The other 828 symbols correspond to the other 187 bytes of the MPEG-compatible data packet and the 20 bytes for FEC. The 828 symbols are transmitted in the form of 8-level signals. Each of the symbols is expressed in three bits. Therefore, data of a total of 2484 bits (2484 bits=828 symbols×3 bits) are transmitted for each data segment.
In the prior art, however, transmitting signals of a conventional 8-VSB transceiver are distorted in an indoor or mobile channel environment due to variable channel and/or multipath effects, which leads to degraded reception performance of the DTV receiver.
In short, transmitting data are under influence of various channel distortion factors, such as multipath effect, frequency offset, and phase jitter. To compensate for such signal distortion generated due to the channel distortion factors, a data sequence for training, which is to be referred to as training data sequence hereafter, is transmitted every 24.2 milliseconds.

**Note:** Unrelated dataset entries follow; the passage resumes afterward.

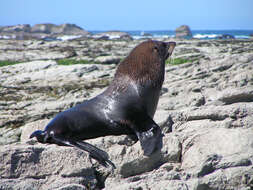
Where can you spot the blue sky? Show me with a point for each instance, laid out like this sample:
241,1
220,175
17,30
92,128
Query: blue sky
131,14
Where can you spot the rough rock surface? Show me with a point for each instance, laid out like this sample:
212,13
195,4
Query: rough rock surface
205,111
183,31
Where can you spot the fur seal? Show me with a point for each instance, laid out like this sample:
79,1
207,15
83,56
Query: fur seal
126,107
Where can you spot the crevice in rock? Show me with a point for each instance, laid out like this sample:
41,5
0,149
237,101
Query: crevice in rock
244,97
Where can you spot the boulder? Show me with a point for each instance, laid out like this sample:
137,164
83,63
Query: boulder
183,32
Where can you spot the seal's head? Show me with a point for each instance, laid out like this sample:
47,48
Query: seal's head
146,62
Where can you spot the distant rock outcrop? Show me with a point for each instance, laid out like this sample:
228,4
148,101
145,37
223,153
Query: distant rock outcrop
183,32
205,112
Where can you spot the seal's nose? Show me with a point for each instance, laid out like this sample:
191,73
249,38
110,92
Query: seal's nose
170,48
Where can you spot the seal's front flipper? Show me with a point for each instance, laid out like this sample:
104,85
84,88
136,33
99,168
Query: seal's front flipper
94,152
151,140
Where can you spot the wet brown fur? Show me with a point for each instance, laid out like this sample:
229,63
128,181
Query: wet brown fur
143,65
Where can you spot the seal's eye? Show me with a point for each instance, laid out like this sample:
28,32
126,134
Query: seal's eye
156,48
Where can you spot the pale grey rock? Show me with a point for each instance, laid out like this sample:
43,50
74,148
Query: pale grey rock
45,167
205,111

However, multipath properties may be changed or Doppler Effect may occur to distort receiving signals even between the time intervals of 24.2 ms when the training data sequence is transmitted. What makes it worse is that an equalizer of the receiver does not provide a quick converging speed enough to compensate for the receiving signal distortion. So, the receiver can hardly carry out equalizing accurately. For this reason, the 8-VSB type transceiver shows lower DTV broadcasting reception performance than an analogue transceiver. Moreover, it cannot receive any signals in a mobile environment at all. Even if it receives signals, there is a problem that the signal-to-noise ratio (SNR) satisfying threshold of visibility (TOV) hikes.
To solve the above problems, another prior art is disclosed in International Publication Nos. WO 02/080559, WO 02/100026 and U.S. Patent Publication No. US2002/0194570, in which robust data are transmitted in the form of a 4-level symbol {−7, −5, 5, 7} or {−7, −3, 3, 7}.
The prior art restricts the symbols mapped with the robust data, so there is a problem that the average power of the symbols expressing the robust data is increased compared to the conventional technology utilizing an 8-VSB transceiver. The average power of robust data is 21 energy/symbol in the conventional 8-VSB transceiver.
That is, in case that the robust data are transmitted in the form of one among the 4-level symbols of {−7, −5, 5, 7}, the symbol average power is 37 energy/symbol. If the robust data are transmitted in the form of one among the 4-level symbols of {−7, −3, 3, 7}, the symbol average power is 29 energy/symbol. This shows increased average power of a symbol expressing robust data, compared to the conventional technology using an 8-VSB transceiver.
The increase in the average power of a symbol expressing robust data leads to the increase in the overall average power. If signals are transmitted with a limited power output, which is the usual case, the transmitting power of normal data is decreased relatively, compared to the conventional 8-VSB technology. Thus, there is a problem that the reception performance becomes worse than the conventional 8-VSB technology in the same channel environment.
This problem becomes more serious as the ratio of robust data mixed with normal data is increased. As a result, reception performance is degraded even in a good channel environment. Further, backward compatibility may not be provided to an 8-VSB receiver.